Di Zhang of the Department of Biostatistics defends her dissertation on “Inference on Win Ratio for Clustered Semi-Competing Risk Data”.
Committee Chairperson: Jong H. Jeong, PhD, Department of Biostatistics
Ying Ding, PhD, Department of Biostatistics
Chaeryon Kang, PhD, Department of Biostatistics
Stephen R. Wisniewski, PhD, Department of Epidemiology
Graduate faculty of the University and all other interested parties are invited to attend
Composite endpoints are commonly used in public health with an anticipation that clinically relevant endpoints as a whole would yield meaningful treatment benefits. The traditional way to analyze composite endpoints weights each endpoint equally. This can lead to difficulties in interpreting study results when the components have different clinical importance. The win ratio statistic was proposed recently to resolve this issue by prioritizing the important endpoints through sequential comparisons. The statistical method developments for the win ratio were only in randomized controlled trial settings with independent subjects and no potential confounders. Considering the increasing popularities of research using real-world evidence, we developed statistical frameworks of the win ratio in cluster randomized trial and observational study settings. Throughout the dissertation, we focus on composite endpoints of semi-competing risk structure and two comparison arms, though the proposed techniques could be extended to other types of composite endpoints and multiple comparison arms.

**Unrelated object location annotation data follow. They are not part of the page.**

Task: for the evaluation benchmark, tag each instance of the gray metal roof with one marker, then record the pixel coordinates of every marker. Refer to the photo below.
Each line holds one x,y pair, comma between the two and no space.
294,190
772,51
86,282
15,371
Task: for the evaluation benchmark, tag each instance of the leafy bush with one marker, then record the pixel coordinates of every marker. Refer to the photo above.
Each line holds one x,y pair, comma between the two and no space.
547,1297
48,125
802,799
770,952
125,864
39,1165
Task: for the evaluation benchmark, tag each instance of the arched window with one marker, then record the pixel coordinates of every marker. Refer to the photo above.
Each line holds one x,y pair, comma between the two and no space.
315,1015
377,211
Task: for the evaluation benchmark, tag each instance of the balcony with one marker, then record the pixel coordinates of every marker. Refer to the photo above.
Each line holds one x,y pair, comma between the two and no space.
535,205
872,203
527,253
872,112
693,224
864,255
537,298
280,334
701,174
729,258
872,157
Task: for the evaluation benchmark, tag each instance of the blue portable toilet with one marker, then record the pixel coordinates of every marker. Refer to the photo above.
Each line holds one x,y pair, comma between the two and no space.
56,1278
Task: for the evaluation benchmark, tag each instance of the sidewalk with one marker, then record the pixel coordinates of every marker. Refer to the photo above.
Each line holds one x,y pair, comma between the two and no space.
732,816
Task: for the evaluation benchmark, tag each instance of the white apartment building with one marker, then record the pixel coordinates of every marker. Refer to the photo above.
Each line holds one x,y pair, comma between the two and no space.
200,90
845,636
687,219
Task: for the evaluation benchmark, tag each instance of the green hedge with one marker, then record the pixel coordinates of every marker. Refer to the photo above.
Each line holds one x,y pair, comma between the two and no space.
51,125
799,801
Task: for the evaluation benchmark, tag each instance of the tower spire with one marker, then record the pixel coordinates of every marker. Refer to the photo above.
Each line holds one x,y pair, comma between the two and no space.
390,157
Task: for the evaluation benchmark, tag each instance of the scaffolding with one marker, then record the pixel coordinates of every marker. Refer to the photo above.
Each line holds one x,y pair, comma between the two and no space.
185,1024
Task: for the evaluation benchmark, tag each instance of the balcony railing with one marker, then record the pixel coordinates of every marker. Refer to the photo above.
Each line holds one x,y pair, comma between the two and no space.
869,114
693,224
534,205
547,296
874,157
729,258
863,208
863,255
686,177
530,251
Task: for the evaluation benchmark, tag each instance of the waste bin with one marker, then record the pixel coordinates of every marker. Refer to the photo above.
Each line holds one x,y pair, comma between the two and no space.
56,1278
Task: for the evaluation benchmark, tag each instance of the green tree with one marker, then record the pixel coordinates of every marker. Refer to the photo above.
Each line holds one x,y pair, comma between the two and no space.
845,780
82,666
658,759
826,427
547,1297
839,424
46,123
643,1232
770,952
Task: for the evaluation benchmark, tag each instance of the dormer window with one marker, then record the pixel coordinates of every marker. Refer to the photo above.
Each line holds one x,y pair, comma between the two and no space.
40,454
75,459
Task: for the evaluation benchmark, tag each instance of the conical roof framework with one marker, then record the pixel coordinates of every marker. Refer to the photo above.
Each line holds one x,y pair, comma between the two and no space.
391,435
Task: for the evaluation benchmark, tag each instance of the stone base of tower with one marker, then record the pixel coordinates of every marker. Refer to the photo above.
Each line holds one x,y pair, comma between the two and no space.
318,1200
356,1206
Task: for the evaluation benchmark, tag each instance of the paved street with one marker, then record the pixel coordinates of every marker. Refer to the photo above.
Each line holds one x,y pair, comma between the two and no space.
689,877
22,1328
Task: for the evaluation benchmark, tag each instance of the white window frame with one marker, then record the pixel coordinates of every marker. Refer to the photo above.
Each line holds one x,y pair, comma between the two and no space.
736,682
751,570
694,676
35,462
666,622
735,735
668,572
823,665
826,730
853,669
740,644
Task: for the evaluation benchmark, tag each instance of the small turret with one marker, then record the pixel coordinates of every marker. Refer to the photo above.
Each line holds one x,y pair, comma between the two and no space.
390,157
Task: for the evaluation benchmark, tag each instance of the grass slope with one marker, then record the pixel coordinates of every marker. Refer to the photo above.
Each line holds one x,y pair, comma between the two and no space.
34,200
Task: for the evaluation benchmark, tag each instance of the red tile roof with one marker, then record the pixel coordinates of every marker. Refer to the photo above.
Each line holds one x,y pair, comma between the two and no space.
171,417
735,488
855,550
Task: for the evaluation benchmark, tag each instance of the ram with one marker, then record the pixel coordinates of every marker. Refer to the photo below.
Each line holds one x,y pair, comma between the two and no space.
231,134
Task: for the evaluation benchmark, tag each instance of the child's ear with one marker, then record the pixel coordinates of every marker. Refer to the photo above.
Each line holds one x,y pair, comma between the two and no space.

Firstly, we propose to model the win ratio of cluster-randomized data non-parametrically using bivariate clustered U-statistics. The proposed method accounts for the potential dependence among subjects within the same cluster. The asymptotic joint distribution of the joint clustered U-statistics is derived. The asymptotic variance and covariance estimators are constructed and evaluated. Several simulation studies are conducted to assess the type I error probabilities and powers of the test statistic. Then the proposed method is illustrated using a multi-center breast cancer clinical trial.
Secondly, the causal inference for the win ratio in observational studies with independent subjects is developed. We propose to use a combination of propensity score analysis with inverse probability weights and U-statistics. The causal estimand of the proposed estimator is average superiority effect, which is based on the average over marginal distributions of potential outcomes for comparison groups. The asymptotic properties of the proposed test statistic are studied. The asymptotic variance is derived and evaluated through simulation studies.
Lastly, based on the causal inference procedure developed in the second part, we propose a weighted stratified win ratio estimator based on calibrated weights for cluster-correlated data from observational studies. The calibration technique used in the weight estimation creates a good balance of covariates and cluster effects between arms in the overall sample. Additionally, it is robust against misspecified distributional assumptions. The asymptotic properties of the proposed estimator are derived, and the finite sample performance of the estimator is evaluated through simulation studies. The proposed method is applied to an observational study on children with traumatic brain injury (ADAPT trial), using sites or regions as clusters.
Our work has important implications to public health, providing new analytical tools to assess the intervention benefits using informative endpoints, to promote public health and transform health care.